Ne laissez pas la Fifa vous tromper plus tard, lorsque le président Gianni Infantino parlera de son ton motivé de la meilleure Coupe du monde de tous les temps, car c’est ce qu’il va faire. Clair et vrai. Réalisez que c’est un non-sens. Oui, à certains égards, il a raison, par exemple au sens logistique. Mais pour toutes ces merveilles du monde des stades, des routes, des métros et autres, un prix si élevé a été payé par les migrants qu’il est déjà salace de mentionner que la Coupe du monde est un tel succès.
Parlons foot. Nous sommes assis ici au Qatar à regarder trop de versions sur-organisées, surmenées et grincheuses du jeu original, avec si peu de différence dans les dernières étapes du tournoi que qui gagne est plus ou moins une question de chance. Une occasion manquée, un arbitre qui ne donne pas de carton rouge, un penalty sur le poteau, une pointe de provocation ; cela peut être suffisant pour obtenir un tour de plus.

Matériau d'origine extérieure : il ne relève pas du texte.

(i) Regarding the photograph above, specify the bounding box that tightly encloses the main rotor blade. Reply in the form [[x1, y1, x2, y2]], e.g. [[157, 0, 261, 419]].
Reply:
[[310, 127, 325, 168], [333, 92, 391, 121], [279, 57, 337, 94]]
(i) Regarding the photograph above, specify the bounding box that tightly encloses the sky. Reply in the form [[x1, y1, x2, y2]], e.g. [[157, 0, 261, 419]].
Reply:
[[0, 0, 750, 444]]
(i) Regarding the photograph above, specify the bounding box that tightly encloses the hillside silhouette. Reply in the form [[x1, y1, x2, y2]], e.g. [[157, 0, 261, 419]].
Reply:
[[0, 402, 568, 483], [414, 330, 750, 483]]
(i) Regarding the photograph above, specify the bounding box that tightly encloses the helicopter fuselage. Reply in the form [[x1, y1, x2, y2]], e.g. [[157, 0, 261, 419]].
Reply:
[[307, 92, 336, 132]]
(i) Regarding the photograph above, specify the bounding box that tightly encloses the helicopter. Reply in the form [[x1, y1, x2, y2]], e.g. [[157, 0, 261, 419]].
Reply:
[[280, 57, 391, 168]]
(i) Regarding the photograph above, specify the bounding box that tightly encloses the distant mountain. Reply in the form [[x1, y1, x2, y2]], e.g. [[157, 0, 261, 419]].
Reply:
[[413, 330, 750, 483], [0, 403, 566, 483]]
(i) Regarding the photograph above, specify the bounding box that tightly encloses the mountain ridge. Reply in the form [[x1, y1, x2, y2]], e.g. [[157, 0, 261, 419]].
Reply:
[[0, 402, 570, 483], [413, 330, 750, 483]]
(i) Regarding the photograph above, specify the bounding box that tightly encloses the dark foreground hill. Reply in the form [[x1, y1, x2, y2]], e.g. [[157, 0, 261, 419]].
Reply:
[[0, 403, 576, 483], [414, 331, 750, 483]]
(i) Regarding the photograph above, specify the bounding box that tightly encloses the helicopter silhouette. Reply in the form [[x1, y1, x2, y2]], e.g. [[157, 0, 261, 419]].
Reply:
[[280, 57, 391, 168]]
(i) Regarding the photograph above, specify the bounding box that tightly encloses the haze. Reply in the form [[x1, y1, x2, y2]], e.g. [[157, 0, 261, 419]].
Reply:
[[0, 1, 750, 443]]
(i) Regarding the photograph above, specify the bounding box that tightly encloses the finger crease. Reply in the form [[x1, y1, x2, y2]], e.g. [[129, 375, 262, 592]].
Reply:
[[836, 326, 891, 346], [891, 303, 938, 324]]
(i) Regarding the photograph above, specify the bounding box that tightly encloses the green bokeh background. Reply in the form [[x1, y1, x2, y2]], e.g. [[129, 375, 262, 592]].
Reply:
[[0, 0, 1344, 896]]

Dans le pays complètement inventé qu’est le Qatar, on assiste à un football presque complètement dirigé, le tour de passe-passe des entraîneurs, qui disent que les autres jouent aussi au comptoir et de manière compacte, et qu’ils n’ont pas le choix. Ils sont ensemble dans la conspiration contre la liberté de pensée et de fantaisie. Presque tout le monde se joint parfaitement à la polonaise de la destruction, avec la victoire comme moment d’alléluia.
Mais le football, surtout une Coupe du monde, c’est aussi un divertissement. Le foot c’est l’aventure. Ce n’est que lorsqu’il y a un but rapide que l’autre pense : merde, essayons aussi de trouver l’aventure. Sam Planting avait un point dans cette colonne d’échange lundi, quand il a regardé au-delà de l’hystérie du succès ou de l’échec. « Avec un football tout sauf étincelant, mais solide sur le plan défensif, les Pays-Bas ont réalisé une excellente performance », a-t-il observé à propos de l’Orange.
Son commentaire n’est qu’un. Si les Pays-Bas avaient perdu contre l’Argentine dans un match palpitant, tout le monde aurait été en paix. Atteindre ensuite les quarts de finale aurait en effet été un excellent exploit pour une sélection pas exceptionnellement talentueuse avec trop de joueurs sans forme.
Seulement : jusqu’à la 70e minute, il ne s’est quasiment rien passé du côté des Pays-Bas, tout comme lors des duels précédents. Frenkie de Jong était un travailleur assidu au lieu d’un sky stormer sur les coups de pied. Nous nous attendons à ce que Denzel Dumfries représente le plus grand danger. Maintenant qu’on en est là, il est grand temps, avec tout le respect que je dois à Dumfries, de penser à l’entraînement, à la tactique, à tout en fait.
Dans l’ensemble, nous voyons trop peu de football qui est plus que de la tension, des trucs tactiquement guindés et un drapeau peint sur la joue. L’enfant qui reçoit un ballon pour son anniversaire, sort et ne veut rien de plus que jouer avec ce ballon, est devenu le pro calculateur qui n’a plus nécessairement besoin du ballon. Le football de réaction comme Saint Graal.
Le Maroc n’a le ballon que 30 % du temps, car il dresse un mur devant son but et laisse presque toute l’initiative à l’adversaire. Ils défendent cela d’une manière formidable, mais les Marocains sucent aussi la vie du football. Supposons qu’ils gagnent contre les Français mercredi, alors c’est une sensation, aussi peut-être formidable pour l’intégration, pour le monde arabe, pour la libération de l’ancien colonisateur et pour ce qui est ajouté par les universitaires. Mais pour le football lui-même : s’il vous plaît, que ce soit la France.